Dans un entretien accordé à l’ATP cette semaine, David Goffin a répondu à des questions dont l’unique thème était les Masters 1000. C’est à Miami, en 2012, que le Liégeois a disputé pour la première fois une telle épreuve. Comme chaque joueur, il a ses préférences quand on parle de tournois.

Sa ville hôte préférée d’un Masters 1000 : "Si je devais en choisir un, je devrais dire Monte-Carlo. C’est probablement le plus beau court central que vous puissiez voir avec la mer. Le soleil revient en Europe et c’est le début de la saison sur terre battue. C’est sympa après Miami de retourner en Europe et de commencer à y concourir."

Quel Masters 1000 aimerait-il gagner : "Indian Wells car, même s’il est dans la même catégorie que les autres, il a l’air un peu plus grand. Avec le stade et les installations, tout semble un peu mieux. C’est comme un 5e Grand Chelem."
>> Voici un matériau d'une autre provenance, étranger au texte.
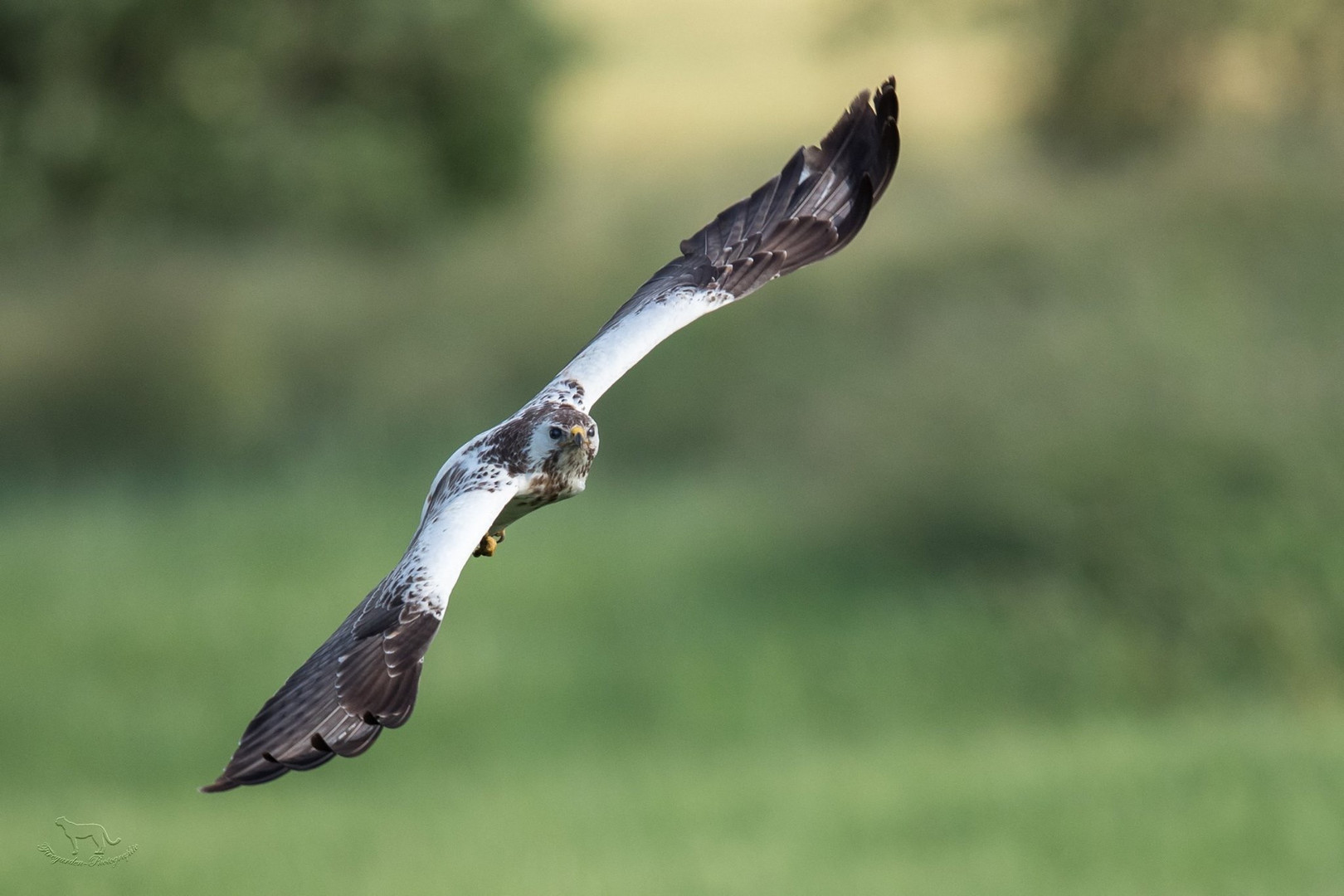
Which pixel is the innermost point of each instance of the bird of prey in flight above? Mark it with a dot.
(364, 677)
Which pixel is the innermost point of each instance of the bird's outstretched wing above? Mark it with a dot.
(810, 210)
(364, 677)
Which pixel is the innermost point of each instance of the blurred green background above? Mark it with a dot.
(999, 555)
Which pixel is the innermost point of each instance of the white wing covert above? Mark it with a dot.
(366, 676)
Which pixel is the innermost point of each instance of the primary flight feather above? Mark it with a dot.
(364, 677)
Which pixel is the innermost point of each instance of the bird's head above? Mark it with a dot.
(565, 434)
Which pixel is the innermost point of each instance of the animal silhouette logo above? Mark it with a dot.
(95, 835)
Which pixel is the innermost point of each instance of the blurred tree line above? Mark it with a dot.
(366, 116)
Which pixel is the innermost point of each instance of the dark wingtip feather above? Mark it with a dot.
(813, 207)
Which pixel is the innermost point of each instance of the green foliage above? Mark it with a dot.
(357, 116)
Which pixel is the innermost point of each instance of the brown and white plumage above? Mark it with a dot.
(364, 677)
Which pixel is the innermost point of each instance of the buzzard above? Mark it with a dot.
(364, 677)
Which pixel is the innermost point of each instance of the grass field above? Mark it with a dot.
(600, 715)
(1001, 555)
Sa plus belle victoire en Masters 1000 : "À Monte-Carlo, la victoire contre Djokovic en 2017 a été un grand match dans une superbe ambiance sur un grand court central. Je jouais très bien et j’ai perdu contre Rafael Nadal en demi-finale."

Son souvenir hors-court préféré à un Masters 1000 : "J’adore jouer au golf et Indian Wells est probablement la semaine où je joue le plus. C’est un paradis du golf. Parfois, j’essaie d’aller jouer au golf quand je ne suis pas sur le terrain. Je dois aller vite après mes entraînements. Je prends la voiture et je vais au golf."

Le match qu’il voudrait jouer à un Masters 1000 : "Djokovic en finale d’Indian Wells. C’est le meilleur défi que vous puissiez relever. Ou ce serait Nadal en finale de Monte-Carlo."

Le match le plus difficile joué à un Masters 1000 : "Rafa en demi-finale de Monte-Carlo en 2017. J’ai aussi affronté Andy Murray quand il jouait très bien à Shanghai en 2016. Et je n’ai jamais battu Novak sur dur lors d’un Masters 1000."

Le plus beau match qu’il a vu lors d’un Masters 1000 : "Avant, les finales se disputaient en trois sets gagnants. Le match entre Federer et Rafa à Rome en 2006 (7-6, 6-7, 4-6, 6-2, 6-7). Je ne sais pas combien d’heures ils ont joué, mais il y avait des balles de match sauvées et, à la fin, Rafa a gagné. C’est l’un des matchs les plus excitants que j’ai vu."

Ce qui est difficile dans les Masters 1000 : "Du premier tour jusqu’à la fin, vous avez des adversaires coriaces. Il faut être vif dès le départ. Avec six ou sept matchs en une semaine, cela peut être très dur physiquement, surtout quand à la fin de la semaine il peut ne rester que Novak, Rafa et Roger du vendredi au dimanche."